NEW YORK — Hundreds of pro-Palestinian protesters gathered near the Metropolitan Museum of Art on Manhattan’s Upper East Side early Monday evening as A-list stars and celebrities began arriving for the annual Met Gala soiree.

Barricades lined the streets outside the museum at East 79th Street and Fifth Avenue as a large crowd of protesters streamed out of Central Park and toward the fundraising event. The NYPD earlier said it would have “an adequate security deployment” outside the Met Gala, fashion’s biggest night in New York.

Both protesters and people looked to catch a glimpse of A-listers gathered at the intersection as a wall of police officers lined up in front of them.

One woman, wearing sunglasses and a black scarf covering her face, held a speaker playing Palestinian rap music, which the officers asked her to turn off.

The protests — officially billed as“Day Of Rage For Gaza: From The Encampments To The Streets” — began Monday afternoon around 4 p.m. at Columbia University and New York University, with a planned meet-up at Hunter College at 5 p.m. before marching toward the Met.

Police stopped protesters about a block away from the museum, barricading off the street to ensure no one gets through.

The large group splintered off into four smaller groups as they appeared to search for a way to bypass police.

About a dozen protesters were arrested as they ignored police orders to move to the sidewalk and off of Madison Avenue to allow traffic to flow through.

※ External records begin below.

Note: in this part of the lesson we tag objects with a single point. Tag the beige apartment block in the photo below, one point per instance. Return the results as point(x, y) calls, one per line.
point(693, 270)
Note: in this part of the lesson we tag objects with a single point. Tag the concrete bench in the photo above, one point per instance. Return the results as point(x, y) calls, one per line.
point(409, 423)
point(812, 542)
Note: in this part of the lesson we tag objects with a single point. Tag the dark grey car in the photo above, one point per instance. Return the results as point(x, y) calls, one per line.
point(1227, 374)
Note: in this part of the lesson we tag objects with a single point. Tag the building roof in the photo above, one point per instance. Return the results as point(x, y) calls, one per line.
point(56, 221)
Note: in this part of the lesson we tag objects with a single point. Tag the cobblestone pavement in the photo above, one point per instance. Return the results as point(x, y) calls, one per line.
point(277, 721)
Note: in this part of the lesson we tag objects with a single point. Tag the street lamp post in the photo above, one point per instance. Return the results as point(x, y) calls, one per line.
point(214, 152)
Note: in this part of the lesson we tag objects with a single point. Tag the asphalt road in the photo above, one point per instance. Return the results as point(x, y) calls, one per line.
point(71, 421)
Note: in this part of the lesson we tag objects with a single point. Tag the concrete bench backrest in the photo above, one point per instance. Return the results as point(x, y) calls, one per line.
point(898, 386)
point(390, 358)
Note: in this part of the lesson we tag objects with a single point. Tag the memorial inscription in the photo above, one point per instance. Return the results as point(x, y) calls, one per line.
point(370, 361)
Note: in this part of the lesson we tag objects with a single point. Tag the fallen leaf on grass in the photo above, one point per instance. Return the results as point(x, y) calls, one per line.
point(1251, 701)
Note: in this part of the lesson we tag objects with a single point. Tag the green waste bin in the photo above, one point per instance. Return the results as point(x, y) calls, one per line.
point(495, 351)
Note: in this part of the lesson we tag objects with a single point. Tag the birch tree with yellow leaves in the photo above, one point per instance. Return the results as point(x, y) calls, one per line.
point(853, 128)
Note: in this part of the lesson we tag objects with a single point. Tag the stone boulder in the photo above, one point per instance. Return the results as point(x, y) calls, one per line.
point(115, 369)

One group of protesters marched southbound down Fifth Avenue to East 67th Street where they came across the One Hundred Seventh Infantry Memorial, which honors members of the infantry who died in World War I.

A New York Daily News reporter witnessed the group burn an American flag and spray paint the words “Gaza” and “free Palestine” across the massive bronze memorial. There were no arrests at the intersection as police did not witness the vandalism.

The group continued down Fifth Avenue to East 59th Street where they vandalized the General William Tecumseh Sherman Monument in the southeast corner of Central Park.

Protesters hung a Palestinian flag and defaced the statue with spray paint and stickers. Cops surrounded the memorial to keep the group from doing further damage.

Sources said the Met had a larger security contingent than usual — including investigators in plainclothes both outside and inside the Fifth Avenue museum.

The sources also said several protesters with a history of arrests in New York City and elsewhere were expected to be part of the march.

Mayor Eric Adams and police have said “outside agitators” have been involved in the college demonstrations that have roiled campuses across the city the last two weeks.

There has been debate about whether the students were coaxed into tactics they otherwise might have avoided, such as the recent violent takeover of Columbia’s Hamilton Hall, which was broken up by the NYPD last Tuesday night.